Tabata has been giving interviews about his direction with game, and has recently said in an interview with Eurogamer that he wants Final Fantasy XV to be more accessible than Final Fantasy games of the past.
“With Final Fantasy 15, I do want to make it more casual,” Tabata says. “Of course the depth of the game is going to be there, but I want to make it so players can easily experience the satisfaction of the depth of the game.”

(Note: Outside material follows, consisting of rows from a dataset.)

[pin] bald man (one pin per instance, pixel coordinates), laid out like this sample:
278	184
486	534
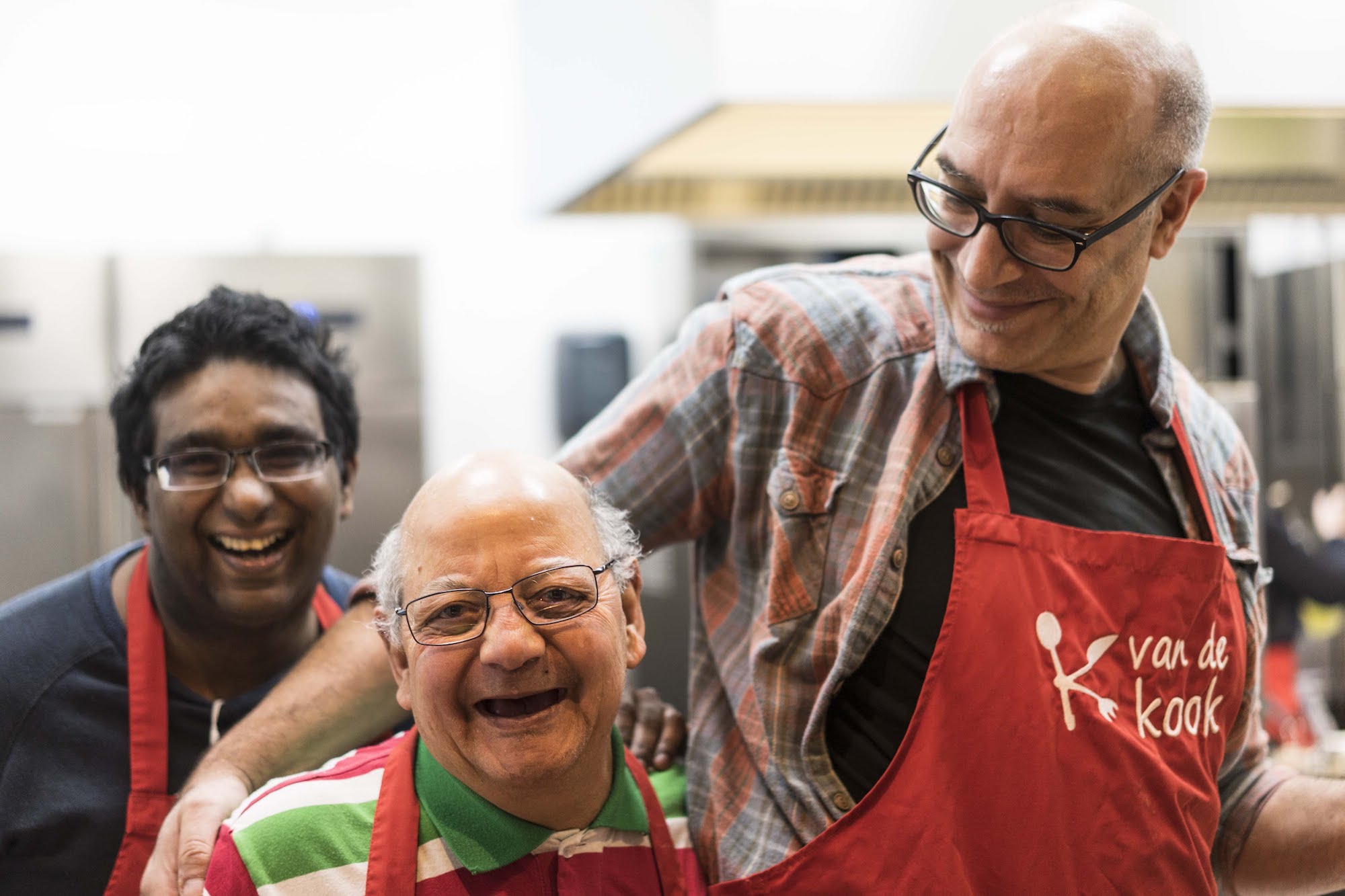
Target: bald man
980	606
510	604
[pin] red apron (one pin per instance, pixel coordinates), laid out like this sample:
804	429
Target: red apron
147	685
1073	721
396	837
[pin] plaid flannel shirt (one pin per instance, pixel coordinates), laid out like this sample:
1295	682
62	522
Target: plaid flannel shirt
793	431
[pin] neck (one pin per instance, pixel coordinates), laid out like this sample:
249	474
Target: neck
563	802
215	658
1087	378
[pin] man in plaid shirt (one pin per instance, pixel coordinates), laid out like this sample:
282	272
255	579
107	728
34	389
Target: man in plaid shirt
808	430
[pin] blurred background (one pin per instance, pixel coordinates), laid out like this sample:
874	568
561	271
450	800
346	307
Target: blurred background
506	208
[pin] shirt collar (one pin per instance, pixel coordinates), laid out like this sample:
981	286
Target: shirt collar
486	837
1145	342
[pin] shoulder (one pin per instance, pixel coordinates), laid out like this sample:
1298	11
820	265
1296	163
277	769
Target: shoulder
315	825
49	630
350	779
1225	458
828	326
1214	434
338	584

“Another example is in the combat,” he explains. “With the hardware specifications of the newer consoles, it’s possible to set it up so you have different enemies and different choices of attacks you can enter in, but I want to simplify that. It’ll basically be a one-button action, and the AI intuitively outputs an action that kind of satisfies, gives you that instant gratification, and it connects with the simple touch of a button. I myself am not getting any younger. I don’t want to be frantically pushing buttons. I also want to utilise the intelligence of the hardware spec, and not have to go through too much hassle or trouble in order to execute moves.”
Final Fantasy XV was originally revealed as Final Fantasy Versus XIII back in 2006 as a PlayStation 3 exclusive. The game was rebranded as the fifteenth mainline iteration in the series and has migrated to PlayStation 4 and Xbox One. Tabata claims that the shift in the game’s platform is largely to blame for the game’s long development cycle, saying that the game is only around 55% complete at this point.
It has recently been confirmed that a demo for the game will be packaged in with Final Fantasy Type-0 HD when it comes out in March. The demo will take you somewhere between one and four hours to beat depending on how much you choose to explore.